If you are finding yourself in a position where you’re needing to calculate the FMV of cryptocurrency assets, it is likely related to either tax, divorce, child support, estate planning, bankruptcy, or professional investing (operating as a business e.g. day trading). But looking up the price of a cryptocurrency on Coinmarketcap (CMC) and multiplying that by the quantity owned isn’t always a fair way of determining FMV for a variety of reasons:
1. Indexers like coinmarketcap calculate the price of cryptocurrencies based off of a variety of exchanges and trade pairings. In many cases if your local currency can be directly traded for the cryptocurrency at all, it’s having very minimal influence on the (indexed) price listed on CMC.
2. Prices differ between different exchanges, between different pairings on the same exchange, and even between different indexers such as Livecoinwatch.
3. The price at which you buy or liquidate may be above or below the rate on the indexer you use. Furthermore, when you liquidate you may have done so for another cryptocurrency which again may be difficult to determine the FMV of.
4. The currency may not be on CMC or other indexers or those indexers may be including (or not including) certain exchanges that are skewing the price.
Let’s start by taking a cryptocurrency asset and trying to determine the fair market value in local currency. Bitcoin is an obvious choice but has an abundance of pairings to local currencies, so I’ve decided to go with Stellar’s XLM in the case below. For a local currency, rather than using USD, I’ve chosen Canadian Dollars (CAD). We can start by making the following observations:
1. The price according to CMC is 0.109658 USD at the time of article writing.
2. There are no XLM/CAD pairings available as per CMC
4. The price according to NDAX is 0.1485 CAD at the time of article writing.
Which Way is Correct?
There isn’t necessarily a single correct answer to this question. Furthermore, correct answer(s) can vary based on jurisdiction. If a Canadian purchases XLM with CAD on NDAX there’s a very clear value regarding how costly it was to acquire the XLM. But the cost of acquisition (or disposition) is not necessary the same as FMV.
Perhaps you’re neither buying or selling and for whatever reason need to calculate the value of your XLM holdings? Is the amount that the XLM would sell for on XLM a fair representative of the FMV? The answer is maybe. NDAX does have the highest XLM/CAD trading volume of all the major exchanges, but the volume is still relatively low compared to other exchanges offer XLM pairings (with BTC, ETH or USD). Other possible ways the price could be calculated include but is not limited to:
1. Using the applicable XLM price on an indexer, and multiplying by the USD/CAD mid-market price. This still begs the question of which indexer one should use though.

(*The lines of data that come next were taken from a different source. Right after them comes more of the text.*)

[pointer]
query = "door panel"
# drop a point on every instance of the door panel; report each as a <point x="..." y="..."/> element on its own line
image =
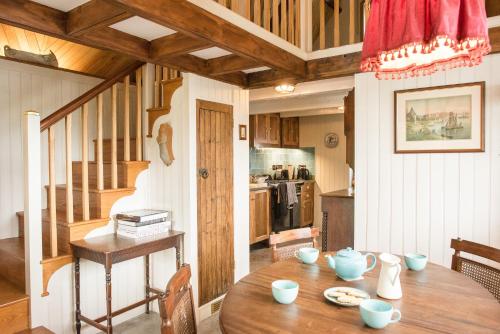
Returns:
<point x="261" y="129"/>
<point x="215" y="199"/>
<point x="274" y="130"/>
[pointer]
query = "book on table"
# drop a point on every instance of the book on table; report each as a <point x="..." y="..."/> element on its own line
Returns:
<point x="140" y="216"/>
<point x="143" y="231"/>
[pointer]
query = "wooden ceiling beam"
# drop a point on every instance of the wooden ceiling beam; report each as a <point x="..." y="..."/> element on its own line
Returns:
<point x="192" y="20"/>
<point x="94" y="15"/>
<point x="317" y="69"/>
<point x="33" y="16"/>
<point x="230" y="64"/>
<point x="175" y="45"/>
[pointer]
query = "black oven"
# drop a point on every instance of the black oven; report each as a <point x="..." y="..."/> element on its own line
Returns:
<point x="283" y="218"/>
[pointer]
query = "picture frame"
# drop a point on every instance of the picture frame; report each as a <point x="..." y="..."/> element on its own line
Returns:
<point x="242" y="132"/>
<point x="440" y="119"/>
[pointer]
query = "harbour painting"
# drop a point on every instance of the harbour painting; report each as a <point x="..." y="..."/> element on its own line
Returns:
<point x="440" y="119"/>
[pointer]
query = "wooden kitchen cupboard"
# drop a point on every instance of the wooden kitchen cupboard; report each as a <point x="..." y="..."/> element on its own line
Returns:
<point x="260" y="215"/>
<point x="307" y="204"/>
<point x="290" y="132"/>
<point x="265" y="130"/>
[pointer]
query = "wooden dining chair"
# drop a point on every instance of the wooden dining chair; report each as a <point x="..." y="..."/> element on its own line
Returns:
<point x="285" y="243"/>
<point x="485" y="275"/>
<point x="176" y="304"/>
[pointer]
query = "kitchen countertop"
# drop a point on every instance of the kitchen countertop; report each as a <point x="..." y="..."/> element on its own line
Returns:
<point x="344" y="193"/>
<point x="269" y="187"/>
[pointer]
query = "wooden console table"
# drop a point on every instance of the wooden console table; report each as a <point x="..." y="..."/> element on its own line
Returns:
<point x="110" y="249"/>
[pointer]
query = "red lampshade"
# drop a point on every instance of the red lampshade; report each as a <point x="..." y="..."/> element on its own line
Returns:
<point x="406" y="38"/>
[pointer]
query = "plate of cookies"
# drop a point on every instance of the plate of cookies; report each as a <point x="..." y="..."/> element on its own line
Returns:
<point x="345" y="296"/>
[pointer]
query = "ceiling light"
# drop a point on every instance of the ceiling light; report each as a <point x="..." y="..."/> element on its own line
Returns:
<point x="431" y="37"/>
<point x="285" y="88"/>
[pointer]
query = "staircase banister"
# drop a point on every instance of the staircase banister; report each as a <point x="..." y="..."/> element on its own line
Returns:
<point x="89" y="95"/>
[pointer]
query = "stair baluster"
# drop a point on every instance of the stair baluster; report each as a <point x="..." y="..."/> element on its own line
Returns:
<point x="70" y="218"/>
<point x="114" y="158"/>
<point x="100" y="165"/>
<point x="52" y="193"/>
<point x="85" y="164"/>
<point x="126" y="120"/>
<point x="138" y="119"/>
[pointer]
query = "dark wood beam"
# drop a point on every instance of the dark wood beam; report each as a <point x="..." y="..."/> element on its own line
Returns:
<point x="176" y="44"/>
<point x="33" y="16"/>
<point x="317" y="69"/>
<point x="230" y="64"/>
<point x="192" y="20"/>
<point x="94" y="15"/>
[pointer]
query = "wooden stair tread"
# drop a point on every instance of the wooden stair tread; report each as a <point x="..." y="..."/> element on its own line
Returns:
<point x="61" y="218"/>
<point x="38" y="330"/>
<point x="119" y="162"/>
<point x="13" y="246"/>
<point x="9" y="293"/>
<point x="63" y="186"/>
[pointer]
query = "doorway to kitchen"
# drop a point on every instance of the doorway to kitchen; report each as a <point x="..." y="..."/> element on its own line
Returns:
<point x="214" y="123"/>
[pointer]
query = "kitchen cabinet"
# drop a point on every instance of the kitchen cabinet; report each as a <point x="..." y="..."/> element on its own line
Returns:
<point x="260" y="214"/>
<point x="307" y="204"/>
<point x="290" y="132"/>
<point x="265" y="130"/>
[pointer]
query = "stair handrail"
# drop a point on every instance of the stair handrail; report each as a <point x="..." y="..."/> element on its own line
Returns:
<point x="86" y="97"/>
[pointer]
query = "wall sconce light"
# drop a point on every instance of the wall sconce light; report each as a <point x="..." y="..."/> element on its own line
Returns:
<point x="285" y="88"/>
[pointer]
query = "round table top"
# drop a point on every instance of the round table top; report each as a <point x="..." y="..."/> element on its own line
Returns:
<point x="436" y="299"/>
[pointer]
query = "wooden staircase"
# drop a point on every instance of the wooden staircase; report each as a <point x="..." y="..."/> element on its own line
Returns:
<point x="80" y="205"/>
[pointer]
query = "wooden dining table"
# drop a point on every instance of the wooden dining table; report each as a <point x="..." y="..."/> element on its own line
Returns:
<point x="435" y="300"/>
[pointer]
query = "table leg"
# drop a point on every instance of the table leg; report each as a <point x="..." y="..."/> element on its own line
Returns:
<point x="178" y="255"/>
<point x="148" y="283"/>
<point x="77" y="295"/>
<point x="108" y="299"/>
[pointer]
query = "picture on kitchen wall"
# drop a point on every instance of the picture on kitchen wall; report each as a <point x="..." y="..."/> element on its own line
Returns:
<point x="440" y="119"/>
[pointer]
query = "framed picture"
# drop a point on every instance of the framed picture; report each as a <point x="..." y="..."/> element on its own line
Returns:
<point x="440" y="119"/>
<point x="243" y="132"/>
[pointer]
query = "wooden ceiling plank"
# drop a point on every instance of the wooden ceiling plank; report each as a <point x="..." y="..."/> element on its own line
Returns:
<point x="192" y="20"/>
<point x="94" y="15"/>
<point x="230" y="64"/>
<point x="175" y="45"/>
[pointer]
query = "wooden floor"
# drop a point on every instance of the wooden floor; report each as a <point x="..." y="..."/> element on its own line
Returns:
<point x="13" y="308"/>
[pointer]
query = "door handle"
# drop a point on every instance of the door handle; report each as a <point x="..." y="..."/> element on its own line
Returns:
<point x="203" y="172"/>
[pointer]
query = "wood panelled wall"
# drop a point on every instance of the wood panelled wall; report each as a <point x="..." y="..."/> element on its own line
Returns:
<point x="25" y="87"/>
<point x="331" y="169"/>
<point x="418" y="202"/>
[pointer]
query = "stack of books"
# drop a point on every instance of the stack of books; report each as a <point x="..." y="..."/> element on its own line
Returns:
<point x="143" y="223"/>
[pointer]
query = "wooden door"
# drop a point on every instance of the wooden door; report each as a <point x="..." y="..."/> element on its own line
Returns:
<point x="261" y="129"/>
<point x="290" y="132"/>
<point x="274" y="137"/>
<point x="215" y="199"/>
<point x="259" y="215"/>
<point x="307" y="204"/>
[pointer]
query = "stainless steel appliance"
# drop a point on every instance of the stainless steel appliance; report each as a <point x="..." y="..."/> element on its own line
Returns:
<point x="283" y="218"/>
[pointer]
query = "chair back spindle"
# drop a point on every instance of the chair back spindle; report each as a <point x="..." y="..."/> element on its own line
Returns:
<point x="487" y="276"/>
<point x="177" y="305"/>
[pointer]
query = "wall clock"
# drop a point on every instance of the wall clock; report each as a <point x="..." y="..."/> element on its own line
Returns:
<point x="331" y="140"/>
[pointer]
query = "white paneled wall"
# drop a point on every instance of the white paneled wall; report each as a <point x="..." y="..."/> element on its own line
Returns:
<point x="331" y="169"/>
<point x="418" y="202"/>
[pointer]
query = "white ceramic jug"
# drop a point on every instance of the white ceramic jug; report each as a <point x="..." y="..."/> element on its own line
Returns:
<point x="389" y="285"/>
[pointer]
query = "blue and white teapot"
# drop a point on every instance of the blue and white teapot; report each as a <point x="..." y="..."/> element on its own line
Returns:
<point x="350" y="264"/>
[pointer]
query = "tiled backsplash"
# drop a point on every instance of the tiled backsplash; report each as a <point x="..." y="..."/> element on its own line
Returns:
<point x="262" y="159"/>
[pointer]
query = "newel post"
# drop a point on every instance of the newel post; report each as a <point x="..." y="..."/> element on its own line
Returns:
<point x="32" y="214"/>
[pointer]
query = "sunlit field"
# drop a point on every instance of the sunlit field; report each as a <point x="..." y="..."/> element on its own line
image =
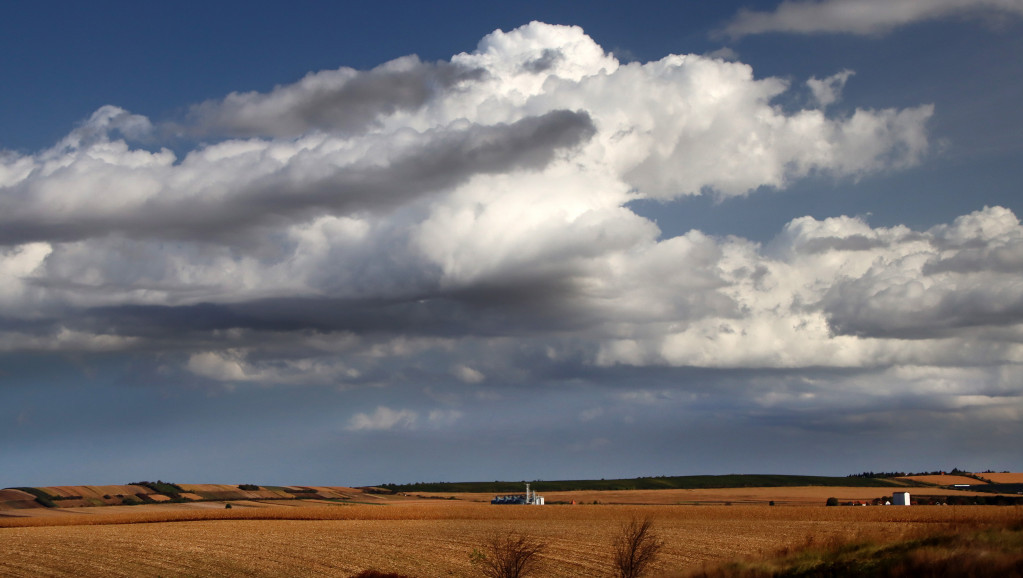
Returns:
<point x="433" y="537"/>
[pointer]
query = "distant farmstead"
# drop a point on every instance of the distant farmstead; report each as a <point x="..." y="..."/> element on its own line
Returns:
<point x="900" y="498"/>
<point x="531" y="498"/>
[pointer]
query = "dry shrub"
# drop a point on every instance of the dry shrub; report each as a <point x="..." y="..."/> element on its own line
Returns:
<point x="634" y="547"/>
<point x="507" y="556"/>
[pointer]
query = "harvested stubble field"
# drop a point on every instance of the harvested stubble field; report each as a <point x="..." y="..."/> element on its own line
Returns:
<point x="426" y="538"/>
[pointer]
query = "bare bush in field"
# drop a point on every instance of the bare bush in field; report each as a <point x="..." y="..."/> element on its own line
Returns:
<point x="634" y="547"/>
<point x="507" y="556"/>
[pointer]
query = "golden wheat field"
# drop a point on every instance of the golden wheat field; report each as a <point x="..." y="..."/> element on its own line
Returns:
<point x="424" y="538"/>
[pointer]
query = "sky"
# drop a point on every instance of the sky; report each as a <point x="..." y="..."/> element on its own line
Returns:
<point x="352" y="245"/>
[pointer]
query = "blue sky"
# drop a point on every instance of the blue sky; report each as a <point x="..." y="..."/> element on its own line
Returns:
<point x="258" y="242"/>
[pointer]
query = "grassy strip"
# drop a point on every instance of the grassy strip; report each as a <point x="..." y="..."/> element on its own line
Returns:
<point x="658" y="483"/>
<point x="41" y="496"/>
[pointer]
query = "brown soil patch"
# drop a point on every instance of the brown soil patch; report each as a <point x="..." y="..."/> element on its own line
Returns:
<point x="1004" y="478"/>
<point x="425" y="538"/>
<point x="805" y="495"/>
<point x="945" y="480"/>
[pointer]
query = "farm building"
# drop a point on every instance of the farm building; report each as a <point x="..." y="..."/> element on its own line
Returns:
<point x="529" y="497"/>
<point x="900" y="498"/>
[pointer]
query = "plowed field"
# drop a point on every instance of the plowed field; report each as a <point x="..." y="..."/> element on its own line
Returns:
<point x="430" y="538"/>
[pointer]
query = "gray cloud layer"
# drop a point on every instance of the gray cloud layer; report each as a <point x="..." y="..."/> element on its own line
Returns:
<point x="469" y="220"/>
<point x="859" y="16"/>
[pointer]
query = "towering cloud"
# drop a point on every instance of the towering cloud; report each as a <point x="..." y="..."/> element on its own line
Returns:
<point x="474" y="214"/>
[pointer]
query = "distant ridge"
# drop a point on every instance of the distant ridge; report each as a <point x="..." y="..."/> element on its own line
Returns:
<point x="652" y="483"/>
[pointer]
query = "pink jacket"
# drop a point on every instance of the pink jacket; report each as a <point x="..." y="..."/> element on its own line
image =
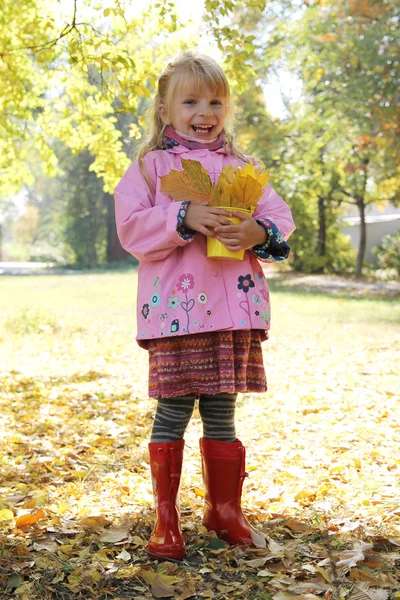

2. Use the XLM/BTC rate instead which has much higher trading volume. However, this method requires calculating the price of BTC, which again begs the question of whether the BTC price should be calculated using an indexer or a specific exchange. As we can see from CBix, the BTC/CAD price differs considerably between exchanges with the lowest bid price of 4770.10 on Kraken and 5140.00 on Quadriga.
What Not To Do
What can be said here is that you should not attempt to manipulate the numbers to your own advantage. For example, let’s say you happen to be going through a divorce and need to report the value of your XLM which you own but your spouse does not. Obviously it’s in your interest to make the value of your XLM seem as low as possible, so you might be tempted into calculating the value of your XLM via a variety of different methods and then picking whatever one shows the lowest value. This is the wrong way to do things – you’re not calculating fair market value.
There’s no one correct calculation method to choose. Just be fair, consistent, and reasonable in your approach. If you approach it with that perspective, should your calculation method ever be challenged, you’ll be in an ideal position to defend your approach as being the most fair.
Example 2: XLM/BTC Swing Trading
Let’s say you’ve been doing a high volume of trades on a specific pairing to take advantage of price swings and you need to determine your gain/loss for each day. You know how much profit/loss you earned each day in BTC. One prime example of not being fair and trying to manipulate earnings would be to calculate the price of BTC on days you were profitable (in BTC) using the lowest BTC/CAD rate you can find, while on days you suffered a loss (in BTC) using the highest BTC/CAD rate you can find.
The solution is to be both reasonable and consistent about how you calculate the price of BTC.
Given the lack of detailed guidance from government agencies, there is no ‘correct’ way to FMV for cryptocurrency assets. There are however some incorrect ways. Use of major indexers and/or local exchanges can be utilized in your calculations. Be fair and reasonable with regards to how you calculate prices, be consistent, and be prepared to defend your approach as fair if challenged.
Note: Nothing in this article is to be construed as legal, financial, or tax advice.